-
Notifications
You must be signed in to change notification settings - Fork 16
Spatter Benchmark Workflow
This document provides an overview of the process to perform memory performance analysis using the Spatter benchmark. The goal is to provide a series of steps for getting a new user up and running with Spatter quickly.
Memory analysis of an application typically involves identifying specific areas within the application where memory operations are the biggest contributors to application latency. For the purposes of Spatter benchmarking these areas represent a significant number of sparce memory accesses via gather and scatter instructions. We can use Spatter to identify how the gather/scatter instructions in these hot spots are impacted by various changes such as those to the application code, compiler, memory hierarchy, CPU or GPU architecture. To do this we will use the Spatter benchmarking tool to extract memory bandwidth metrics and compare them among platforms as we perform these changes.
- The first step in this process is therefore to identify application hotspots containing gather and/or scatter instructions.
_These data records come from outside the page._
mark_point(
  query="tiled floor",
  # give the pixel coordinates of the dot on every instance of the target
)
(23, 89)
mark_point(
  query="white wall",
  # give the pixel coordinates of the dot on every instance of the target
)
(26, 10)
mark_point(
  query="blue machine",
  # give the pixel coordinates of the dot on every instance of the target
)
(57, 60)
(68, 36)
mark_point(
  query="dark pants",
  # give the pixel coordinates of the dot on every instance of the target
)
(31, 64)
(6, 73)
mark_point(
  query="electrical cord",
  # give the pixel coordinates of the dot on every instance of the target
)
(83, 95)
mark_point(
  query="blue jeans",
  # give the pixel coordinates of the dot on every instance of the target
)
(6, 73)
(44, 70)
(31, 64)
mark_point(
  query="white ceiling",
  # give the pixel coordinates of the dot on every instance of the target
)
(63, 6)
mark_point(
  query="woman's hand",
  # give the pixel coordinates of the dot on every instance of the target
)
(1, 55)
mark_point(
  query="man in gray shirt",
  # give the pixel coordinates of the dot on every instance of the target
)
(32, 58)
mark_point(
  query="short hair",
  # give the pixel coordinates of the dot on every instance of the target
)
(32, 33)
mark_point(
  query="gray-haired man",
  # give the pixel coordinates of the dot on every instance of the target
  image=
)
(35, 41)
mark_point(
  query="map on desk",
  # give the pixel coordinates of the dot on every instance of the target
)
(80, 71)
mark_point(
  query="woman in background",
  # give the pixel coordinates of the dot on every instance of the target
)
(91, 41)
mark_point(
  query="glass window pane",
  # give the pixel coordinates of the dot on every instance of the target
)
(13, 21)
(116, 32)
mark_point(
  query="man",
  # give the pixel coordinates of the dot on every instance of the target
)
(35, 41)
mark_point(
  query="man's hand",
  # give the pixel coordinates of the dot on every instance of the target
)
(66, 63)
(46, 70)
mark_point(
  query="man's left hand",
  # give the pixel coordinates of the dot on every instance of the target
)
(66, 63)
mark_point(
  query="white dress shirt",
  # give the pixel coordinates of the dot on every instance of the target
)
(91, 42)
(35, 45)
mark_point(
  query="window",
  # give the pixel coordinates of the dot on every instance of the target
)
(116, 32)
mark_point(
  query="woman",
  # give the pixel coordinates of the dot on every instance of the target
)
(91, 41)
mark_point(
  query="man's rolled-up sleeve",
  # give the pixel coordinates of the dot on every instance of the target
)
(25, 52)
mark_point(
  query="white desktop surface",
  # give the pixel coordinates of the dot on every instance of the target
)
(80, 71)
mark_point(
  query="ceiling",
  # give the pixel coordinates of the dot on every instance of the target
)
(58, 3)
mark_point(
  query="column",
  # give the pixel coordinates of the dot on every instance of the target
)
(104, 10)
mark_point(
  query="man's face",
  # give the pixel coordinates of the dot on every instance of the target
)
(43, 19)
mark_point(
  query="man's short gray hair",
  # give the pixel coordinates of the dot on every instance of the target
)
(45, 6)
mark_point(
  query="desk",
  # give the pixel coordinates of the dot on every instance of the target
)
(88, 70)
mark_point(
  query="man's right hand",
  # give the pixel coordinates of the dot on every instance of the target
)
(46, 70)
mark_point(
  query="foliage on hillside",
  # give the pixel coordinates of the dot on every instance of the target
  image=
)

- Secondly, generate memory traces which capture these accesses.
- Thirdly, we will use these traces to generate concise gather/scatter patterns representing these accesses.
- Fourthly, we will pass the associated application patterns to Spatter which will compute metrics
- And finally, we will compare the metrics across spatter runs for the application as we change the platform.
In order to identify memory hot spots, we will need to profile an execution of the target application. This can be done with a performance analyzer such as Intel’s VTune.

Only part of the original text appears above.